NOTES : Makes 2 main dish servings

5 Comments:

Johanna said...

wow - this looks like an interesting salad - I have only just started cooking with quinoa and am enjoying it but have never rinsed it - maybe I should see if it makes a difference

Nikki Miller-Ka said...

I've only cooked quinoa ONE time and it was in a salmon and asparagus salad. It tasted awful and bitter and the asparagus just made it taste worse. I will give it another try and use your recipe (minus almonds)

BTW, are you sensitive to cilantro? My good friend thinks it tastes lke soap and refuses to have ANYTHING to do with it. I can't sneak it in anything!

Kitchen Queen Victoria said...

Johanna, after a several year absence I am once again "starting" to use quinoa. Let me know if you like the salad-- there aren't many grain salads that I can get away with feeding my husband for a meal. :)
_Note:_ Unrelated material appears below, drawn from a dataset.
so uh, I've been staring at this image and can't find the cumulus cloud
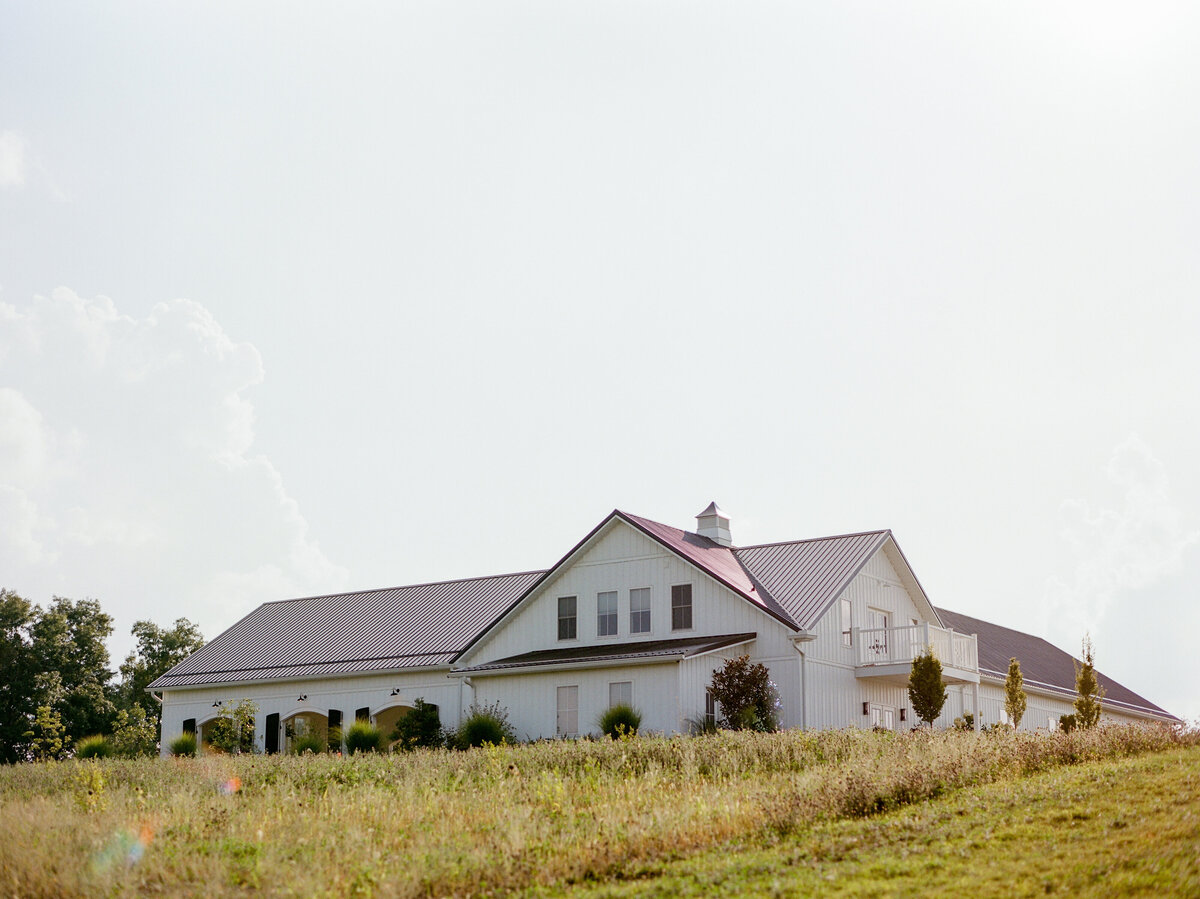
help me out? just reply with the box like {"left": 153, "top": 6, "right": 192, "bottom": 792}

Nikki, for heavens' sake don'tuse the almonds! Have you had this nut allergy for all of your life? :(

I adore cilantro, Jack is okay with it as long as I don't use a lot, but I do have friends who absolutely detest it. And every one of them uses the "tastes like soap" comparison. I've read that this reaction is thought to be genetic.

~Vicci

Nikki Miller-Ka said...
This comment has been removed by the author.
Nikki Miller-Ka said...

At 14, is when I developed the allergy. I remember what nuts taste like. I miss them. But living and breathing is more important.

I didn't know the cilantro taste was genetic. Well, here comes another wrinkle in my brain!

Do you have a recipe for homemade hamburger buns?